Artwork
The Departure of the Prodigal Son

The Departure of the Prodigal Son is an ink drawing by the Renaissance artist Karel van Mander I. It dates from 1577 and is held in the collection of the National Gallery of Art.
About this work
Overview
Karel van Mander I’s drawing titled *The Departure of the Prodigal Son* was executed in 1577. Rendered on laid paper with pen, brown ink, and a brown wash that is intensified in places with white highlights, the work measures as a single sheet drawing. It records a moment of movement within an architectural courtyard, capturing a narrative episode through a compact, sketch‑like composition.
Subject & Meaning
The scene depicts a small procession exiting a courtyard: a man wearing a broad‑brimmed hat leads a dog, while another figure in a long cape walks ahead, and a woman in an elaborate dress observes from the periphery. The surrounding walls are adorned with miniature paintings and statues, and a balcony holds potted plants and vases, suggesting a domestic setting that frames the act of departure, possibly alluding to the biblical parable of the prodigal son.
Technique & Style
Van Mander employs rapid, gestural strokes of pen and ink, allowing the forms to suggest motion rather than detail.

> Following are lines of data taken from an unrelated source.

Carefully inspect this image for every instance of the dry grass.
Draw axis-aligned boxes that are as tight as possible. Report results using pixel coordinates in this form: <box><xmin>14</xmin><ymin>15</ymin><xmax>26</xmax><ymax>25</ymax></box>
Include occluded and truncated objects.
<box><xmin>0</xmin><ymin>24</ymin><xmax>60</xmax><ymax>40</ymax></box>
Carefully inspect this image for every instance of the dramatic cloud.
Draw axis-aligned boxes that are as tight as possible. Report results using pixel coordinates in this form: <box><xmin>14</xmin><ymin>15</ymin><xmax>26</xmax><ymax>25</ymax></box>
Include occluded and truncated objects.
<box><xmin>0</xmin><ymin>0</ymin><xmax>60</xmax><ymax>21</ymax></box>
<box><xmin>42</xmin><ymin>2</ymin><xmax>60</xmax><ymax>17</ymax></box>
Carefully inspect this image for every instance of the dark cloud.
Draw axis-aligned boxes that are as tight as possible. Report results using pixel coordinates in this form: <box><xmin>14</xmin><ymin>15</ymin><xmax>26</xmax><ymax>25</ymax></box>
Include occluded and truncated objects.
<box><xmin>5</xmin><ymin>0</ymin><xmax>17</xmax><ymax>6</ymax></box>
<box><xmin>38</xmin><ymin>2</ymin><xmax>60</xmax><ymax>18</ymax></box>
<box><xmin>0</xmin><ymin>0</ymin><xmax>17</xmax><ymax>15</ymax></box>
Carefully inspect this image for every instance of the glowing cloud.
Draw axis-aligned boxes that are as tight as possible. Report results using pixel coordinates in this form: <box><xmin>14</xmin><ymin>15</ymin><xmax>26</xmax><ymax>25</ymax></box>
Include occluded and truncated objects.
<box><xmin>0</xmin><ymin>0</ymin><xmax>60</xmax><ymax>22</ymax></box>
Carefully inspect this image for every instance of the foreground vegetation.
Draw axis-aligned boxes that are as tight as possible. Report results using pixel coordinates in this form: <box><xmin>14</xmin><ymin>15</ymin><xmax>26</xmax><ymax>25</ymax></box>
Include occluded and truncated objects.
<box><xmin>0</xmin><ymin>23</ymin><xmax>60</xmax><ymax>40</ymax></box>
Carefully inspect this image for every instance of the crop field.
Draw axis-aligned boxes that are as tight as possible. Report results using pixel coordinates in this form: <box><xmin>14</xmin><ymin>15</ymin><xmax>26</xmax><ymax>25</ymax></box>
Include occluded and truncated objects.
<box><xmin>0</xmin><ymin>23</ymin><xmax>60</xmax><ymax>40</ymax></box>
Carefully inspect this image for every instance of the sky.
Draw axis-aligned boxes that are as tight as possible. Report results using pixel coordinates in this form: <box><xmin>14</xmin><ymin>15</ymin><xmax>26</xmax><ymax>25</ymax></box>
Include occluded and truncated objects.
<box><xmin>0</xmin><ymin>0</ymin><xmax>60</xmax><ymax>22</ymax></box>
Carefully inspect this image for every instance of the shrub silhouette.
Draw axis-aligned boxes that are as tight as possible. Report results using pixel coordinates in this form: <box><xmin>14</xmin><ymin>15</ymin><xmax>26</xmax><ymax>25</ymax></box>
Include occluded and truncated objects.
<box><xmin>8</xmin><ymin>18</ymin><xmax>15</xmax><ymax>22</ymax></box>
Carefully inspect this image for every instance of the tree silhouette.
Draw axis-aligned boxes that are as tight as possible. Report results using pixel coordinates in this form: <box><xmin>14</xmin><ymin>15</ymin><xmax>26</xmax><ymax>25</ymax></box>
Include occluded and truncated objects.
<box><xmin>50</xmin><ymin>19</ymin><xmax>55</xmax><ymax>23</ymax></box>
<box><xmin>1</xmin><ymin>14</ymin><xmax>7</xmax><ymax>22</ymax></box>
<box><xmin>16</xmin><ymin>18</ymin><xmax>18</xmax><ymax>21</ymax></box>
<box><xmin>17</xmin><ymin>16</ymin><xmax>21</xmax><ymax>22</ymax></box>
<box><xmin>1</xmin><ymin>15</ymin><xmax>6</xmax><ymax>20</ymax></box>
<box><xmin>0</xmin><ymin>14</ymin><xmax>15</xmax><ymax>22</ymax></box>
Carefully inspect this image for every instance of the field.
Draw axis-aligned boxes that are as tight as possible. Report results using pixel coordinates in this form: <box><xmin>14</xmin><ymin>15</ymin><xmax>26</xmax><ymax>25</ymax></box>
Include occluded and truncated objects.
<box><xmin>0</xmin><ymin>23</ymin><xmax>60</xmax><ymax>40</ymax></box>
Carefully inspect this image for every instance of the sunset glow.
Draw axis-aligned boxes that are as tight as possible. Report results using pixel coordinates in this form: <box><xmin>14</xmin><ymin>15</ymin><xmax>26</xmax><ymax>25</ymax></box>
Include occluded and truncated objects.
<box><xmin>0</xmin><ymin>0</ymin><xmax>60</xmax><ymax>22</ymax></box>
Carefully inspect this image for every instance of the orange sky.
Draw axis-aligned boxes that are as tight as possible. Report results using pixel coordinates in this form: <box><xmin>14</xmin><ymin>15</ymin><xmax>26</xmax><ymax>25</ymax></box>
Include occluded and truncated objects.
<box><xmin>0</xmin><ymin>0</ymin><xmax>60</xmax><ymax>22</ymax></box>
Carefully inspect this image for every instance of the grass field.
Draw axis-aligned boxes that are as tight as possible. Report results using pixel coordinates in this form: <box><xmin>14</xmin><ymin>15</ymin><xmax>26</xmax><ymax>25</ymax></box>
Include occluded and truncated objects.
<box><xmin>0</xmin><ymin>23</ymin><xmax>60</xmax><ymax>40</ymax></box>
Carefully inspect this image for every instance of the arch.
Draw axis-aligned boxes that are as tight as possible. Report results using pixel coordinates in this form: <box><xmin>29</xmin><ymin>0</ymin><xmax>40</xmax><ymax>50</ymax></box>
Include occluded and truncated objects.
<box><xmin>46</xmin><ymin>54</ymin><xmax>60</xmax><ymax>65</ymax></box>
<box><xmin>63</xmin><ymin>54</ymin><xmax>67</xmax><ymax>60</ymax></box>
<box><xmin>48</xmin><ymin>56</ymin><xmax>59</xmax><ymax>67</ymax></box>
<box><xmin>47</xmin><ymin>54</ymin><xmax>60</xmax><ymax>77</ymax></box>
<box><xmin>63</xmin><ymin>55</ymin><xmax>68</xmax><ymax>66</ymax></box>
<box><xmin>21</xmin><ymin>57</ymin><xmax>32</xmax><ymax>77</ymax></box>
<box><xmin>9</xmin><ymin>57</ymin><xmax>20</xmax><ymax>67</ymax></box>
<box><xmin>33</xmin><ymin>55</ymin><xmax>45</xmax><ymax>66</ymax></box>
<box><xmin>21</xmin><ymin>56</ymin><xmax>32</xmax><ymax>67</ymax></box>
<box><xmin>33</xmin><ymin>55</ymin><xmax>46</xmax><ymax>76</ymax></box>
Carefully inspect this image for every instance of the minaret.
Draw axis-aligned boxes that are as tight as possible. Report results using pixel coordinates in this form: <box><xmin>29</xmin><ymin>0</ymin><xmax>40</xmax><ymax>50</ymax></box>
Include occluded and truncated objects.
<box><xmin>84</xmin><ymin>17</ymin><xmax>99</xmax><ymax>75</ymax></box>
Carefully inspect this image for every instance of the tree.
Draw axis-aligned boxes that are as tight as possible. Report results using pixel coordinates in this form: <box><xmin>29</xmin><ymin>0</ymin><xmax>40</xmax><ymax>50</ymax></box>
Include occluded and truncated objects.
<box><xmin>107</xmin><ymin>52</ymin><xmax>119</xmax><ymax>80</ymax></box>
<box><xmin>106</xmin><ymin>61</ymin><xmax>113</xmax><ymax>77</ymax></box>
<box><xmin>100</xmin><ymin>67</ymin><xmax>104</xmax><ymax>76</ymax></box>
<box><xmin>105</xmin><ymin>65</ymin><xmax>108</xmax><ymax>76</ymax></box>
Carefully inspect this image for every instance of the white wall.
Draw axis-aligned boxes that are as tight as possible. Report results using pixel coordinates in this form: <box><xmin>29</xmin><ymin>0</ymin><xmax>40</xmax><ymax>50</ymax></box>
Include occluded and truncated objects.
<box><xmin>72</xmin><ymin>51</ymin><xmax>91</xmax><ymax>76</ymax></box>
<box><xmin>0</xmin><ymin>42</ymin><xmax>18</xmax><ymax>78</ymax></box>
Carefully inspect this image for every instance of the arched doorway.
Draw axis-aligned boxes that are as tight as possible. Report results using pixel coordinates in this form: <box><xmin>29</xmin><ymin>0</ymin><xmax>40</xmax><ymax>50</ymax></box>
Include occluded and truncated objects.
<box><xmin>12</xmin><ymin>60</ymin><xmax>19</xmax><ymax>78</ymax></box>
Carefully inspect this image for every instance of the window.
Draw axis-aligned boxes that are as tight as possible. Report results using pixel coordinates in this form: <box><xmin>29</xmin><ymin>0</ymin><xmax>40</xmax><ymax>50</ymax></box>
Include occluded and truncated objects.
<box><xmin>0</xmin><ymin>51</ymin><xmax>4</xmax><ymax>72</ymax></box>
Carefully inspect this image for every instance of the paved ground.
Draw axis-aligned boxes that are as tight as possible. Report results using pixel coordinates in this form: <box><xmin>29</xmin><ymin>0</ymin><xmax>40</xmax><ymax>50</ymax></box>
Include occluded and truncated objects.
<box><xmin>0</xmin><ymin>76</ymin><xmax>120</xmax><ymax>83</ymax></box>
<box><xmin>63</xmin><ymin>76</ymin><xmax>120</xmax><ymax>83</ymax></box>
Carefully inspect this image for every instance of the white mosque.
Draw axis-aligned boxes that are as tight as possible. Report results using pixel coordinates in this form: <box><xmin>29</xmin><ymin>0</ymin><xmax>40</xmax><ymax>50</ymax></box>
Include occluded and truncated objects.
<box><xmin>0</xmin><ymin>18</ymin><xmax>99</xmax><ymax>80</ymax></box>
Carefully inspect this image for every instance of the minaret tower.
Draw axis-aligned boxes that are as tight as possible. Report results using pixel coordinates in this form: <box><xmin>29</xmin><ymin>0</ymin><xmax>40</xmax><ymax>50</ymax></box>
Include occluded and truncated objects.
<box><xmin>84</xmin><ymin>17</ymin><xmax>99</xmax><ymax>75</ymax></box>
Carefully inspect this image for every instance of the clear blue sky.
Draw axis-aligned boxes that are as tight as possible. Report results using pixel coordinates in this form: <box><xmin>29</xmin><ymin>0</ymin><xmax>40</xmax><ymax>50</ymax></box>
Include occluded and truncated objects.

Van Mander employs rapid, gestural strokes of pen and ink, allowing the forms to suggest motion rather than detail. Cross‑hatching creates tonal depth, while the brown wash provides a muted atmospheric background. Selective white highlights accentuate the figures’ outlines and the architectural elements, giving the drawing a sense of immediacy and emotional tension characteristic of late‑sixteenth‑century Northern European sketching.
History & Provenance
The drawing was produced in 1577, during the early phase of van Mander’s career when he was active in the Netherlands. Although its later ownership trail is not fully documented, the work has been catalogued among his surviving drawings and is referenced in scholarly inventories of his oeuvre, confirming its attribution to the elder Karel van Mander.